O porta-aviões norte-americano, avaliado em 13 mil milhões de dólares, sofreu uma série de falhas a bordo desde as operações no conflito com o Irão, desde casas de banho ecológicas até falhas na descarga de partes do navio destruídas pelo fogo.
O USS Gerald R. Ford, o maior porta-aviões do mundo e o navio de guerra mais caro construído pelos Estados Unidos, pode ficar fora de serviço por até um ano. O Correio de Nova York.
O navio tem sido atormentado por problemas há anos, incluindo problemas contínuos com seu sistema de saneamento desde pelo menos 2020. Interrupções e reparos frequentes custam pelo menos US$ 4 milhões.
‘Esses banheiros ecológicos não são pressurizados da mesma maneira. Eles não dão descarga”, disse o especialista naval Steve Wills ao canal.
Um relatório do Government Accountability Office de 2020 descobriu que o sistema requer manutenção diária “rigorosa”, com cada chamada descarga ácida custando cerca de US$ 400.000.

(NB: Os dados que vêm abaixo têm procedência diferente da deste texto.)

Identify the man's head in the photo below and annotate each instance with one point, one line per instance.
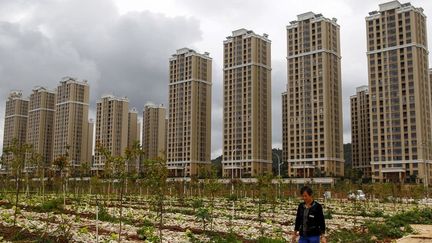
(306, 193)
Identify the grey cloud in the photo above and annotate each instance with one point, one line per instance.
(126, 55)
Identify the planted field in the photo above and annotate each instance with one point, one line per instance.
(194, 218)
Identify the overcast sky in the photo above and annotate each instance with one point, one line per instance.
(122, 46)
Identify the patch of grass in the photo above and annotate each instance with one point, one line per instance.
(328, 214)
(230, 238)
(348, 235)
(269, 240)
(148, 234)
(55, 204)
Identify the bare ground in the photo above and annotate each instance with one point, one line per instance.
(424, 235)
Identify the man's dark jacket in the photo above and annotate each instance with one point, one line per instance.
(315, 222)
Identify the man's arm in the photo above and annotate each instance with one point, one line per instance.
(298, 219)
(321, 220)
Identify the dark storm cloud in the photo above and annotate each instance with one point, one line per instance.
(124, 55)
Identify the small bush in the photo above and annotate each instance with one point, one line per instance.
(328, 214)
(269, 240)
(345, 235)
(147, 233)
(230, 238)
(55, 204)
(103, 215)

O senador da Virgínia, Tim Kaine, expressou preocupação no início deste mês sobre “falhas persistentes no sistema de esgoto e lavanderias disfuncionais” após a implantação prolongada do navio.
A transportadora operava no Médio Oriente em apoio aos esforços dos EUA contra o Irão antes de ser retirada de serviço.

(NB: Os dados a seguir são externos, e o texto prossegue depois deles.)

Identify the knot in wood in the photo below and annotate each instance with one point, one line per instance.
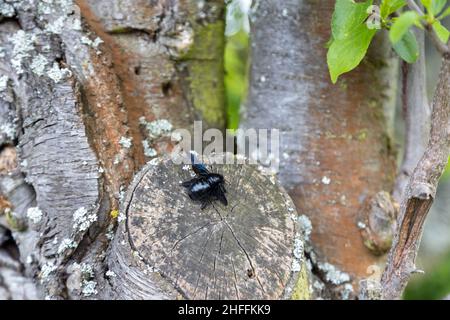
(244, 250)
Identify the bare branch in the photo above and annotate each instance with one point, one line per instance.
(417, 114)
(420, 192)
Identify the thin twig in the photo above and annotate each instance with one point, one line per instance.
(420, 192)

Kane alertou sobre o impacto que a situação estava tendo nas tripulações, escrevendo ao Secretário da Marinha, John Phelan: ‘Estou profundamente preocupado com o complexo custo mental e físico que esta implantação prolongada e a incerteza estão causando aos nossos marinheiros.’
O porta-aviões americano USS Gerald R. Ford, de 13 mil milhões de dólares, foi retirado das operações no conflito do Irão após uma série de falhas, incluindo instalações sanitárias defeituosas, problemas de esgotos e incêndios que danificaram áreas residenciais.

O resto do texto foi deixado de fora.